Joined: 30 Nov 2013 Posts: 917 Location: The Universe
Over in the CICS forum that mentions the use of the GETMAIN and FREEMAIN macros and then goes on to claim the STORAGE macros are faster. This is a lie.
the following program produced these messages -
STORAGE REQUIRED 10% MORE CPU TIME THAN GETMAIN/FREEMAIN
GETMTIME = 6.540824, STORTIME = 7.228047
Code:
GETMTEST CSECT
USING *,12
SAVE (14,12),,*
LR 12,15
LA 15,SAVEAREA
ST 13,4(,15)
ST 15,8(,13)
LR 13,15
TIMEUSED STORADR=GETMSTRT,CPU=MIC,LINKAGE=SYSTEM
L 2,=A(64*1024)
LA 3,128
GETMLOOP GETMAIN RU,LV=(3)
MVC 0(4,1),GETMHDR
ST 1,GETMHDR
BCT 2,GETMLOOP
FREELOOP ICM 1,B'1111',GETMHDR
BZ GETTIME
MVC GETMHDR,0(1)
FREEMAIN RU,LV=(3),A=(1)
B FREELOOP
GETTIME TIMEUSED STORADR=GETMEND,CPU=MIC,LINKAGE=SYSTEM
L 2,=A(64*1024)
OBTGET STORAGE OBTAIN,LENGTH=(3)
MVC 0(4,1),GETMHDR
ST 1,GETMHDR
BCT 2,OBTGET
OBTFREE ICM 1,B'1111',GETMHDR
BZ OBTTIME
MVC GETMHDR,0(1)
STORAGE RELEASE,LENGTH=(3),ADDR=(1)
B OBTFREE
OBTTIME TIMEUSED STORADR=OBTEND,CPU=MIC,LINKAGE=SYSTEM
LG 1,GETMEND
SG 1,GETMSTRT
STG 1,GETMTIME
LG 0,OBTEND
SG 0,STORSTRT
STG 0,STORTIME
SGR 1,0
SR 0,0
M 0,=F'100'
D 0,GETMTIME+4
ST 1,PERCENT
CVD 1,DWORK
ED PCT,DWORK+6
L 1,GETMTIME+4
CVD 1,DWORK
* 3 4 5 6 7
* NNNNNNNNN
ED GETMD,DWORK+3
L 1,STORTIME+4
CVD 1,DWORK
ED STORD,DWORK+3
OPEN (PRINT,OUTPUT)
PUT PRINT,MSG
PUT PRINT,MSG2
CLOSE PRINT
L 13,4(,13)
RETURN (14,12),RC=0
SAVEAREA DC 9D'0'
GETMSTRT DC FD'0'
GETMEND DC 0FD'0'
STORSTRT DC FD'0'
OBTEND DC FD'0'
GETMTIME DC FD'0'
STORTIME DC FD'0'
DWORK DC PL8'0'
PERCENT DC F'0'
GETMHDR DC A(*-*)
PRINT DCB DSORG=PS,MACRF=PM,DDNAME=SYSPRINT,RECFM=VBA,LRECL=126
DC 0D'0'
LTORG ,
MSG DC AL2(MSGL,0),C' STORAGE REQUIRED'
PCT DC 0C' NNN',C' ',X'202120',C'% MORE CPU TIME THAN GETMAIN/F>
REEMAIN'
MSGL EQU *-MSG
MSG2 DC AL2(MSG2L,0),C' GETMTIME ='
GETMD DC 0C' NNN.NNNNNN',C' ',X'202120',C'.',6X'20',C', '
DC C'STORTIME ='
STORD DC 0C' NNN.NNNNNN',C' ',X'202120',C'.',6X'20'
MSG2L EQU *-MSG2
END GETMTEST
The program was run under Hercules, not real hardware.

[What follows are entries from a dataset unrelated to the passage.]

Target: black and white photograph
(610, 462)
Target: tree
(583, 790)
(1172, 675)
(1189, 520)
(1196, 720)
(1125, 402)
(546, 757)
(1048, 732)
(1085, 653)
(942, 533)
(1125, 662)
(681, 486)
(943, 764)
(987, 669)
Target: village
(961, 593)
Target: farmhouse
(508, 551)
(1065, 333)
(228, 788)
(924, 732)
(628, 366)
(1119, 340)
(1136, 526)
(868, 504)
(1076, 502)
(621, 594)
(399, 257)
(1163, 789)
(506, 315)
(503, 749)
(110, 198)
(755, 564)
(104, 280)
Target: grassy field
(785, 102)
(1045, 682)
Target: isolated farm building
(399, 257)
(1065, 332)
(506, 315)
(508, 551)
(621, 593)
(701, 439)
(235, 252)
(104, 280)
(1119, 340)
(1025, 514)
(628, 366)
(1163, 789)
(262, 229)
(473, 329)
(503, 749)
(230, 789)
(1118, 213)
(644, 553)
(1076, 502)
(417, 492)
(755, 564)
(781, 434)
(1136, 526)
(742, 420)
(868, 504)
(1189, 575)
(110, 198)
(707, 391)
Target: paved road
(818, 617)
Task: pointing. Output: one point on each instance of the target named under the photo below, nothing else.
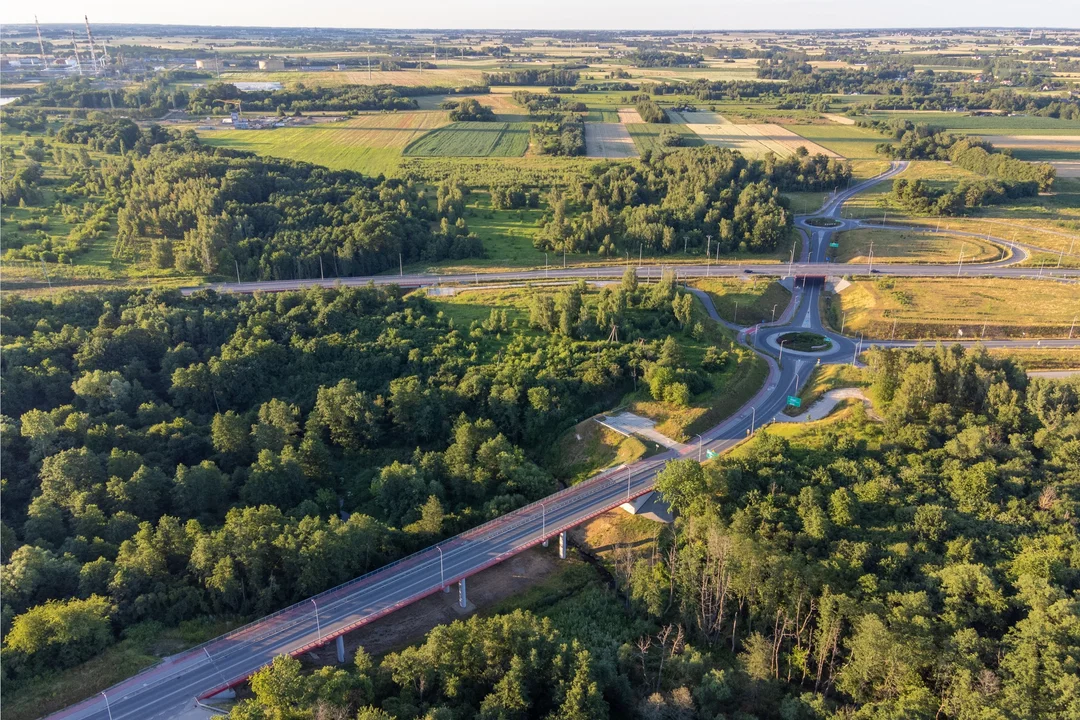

It would be interesting to run it on a regular z/ Arcitecture machine, though I doubt anyone will bother.
The decision about whether to use GETMAIN or STORAGE OBTAIN to obtain virtual storage and FREEMAIN or STORAGE RELEASE to release the storage depends on several conditions:
The address space control (ASC) mode of your program. If it is in AR mode, use the STORAGE macro.
The address space that contains the storage your program wants to obtain or release. If the storage is in an address space other than the primary, use the STORAGE macro.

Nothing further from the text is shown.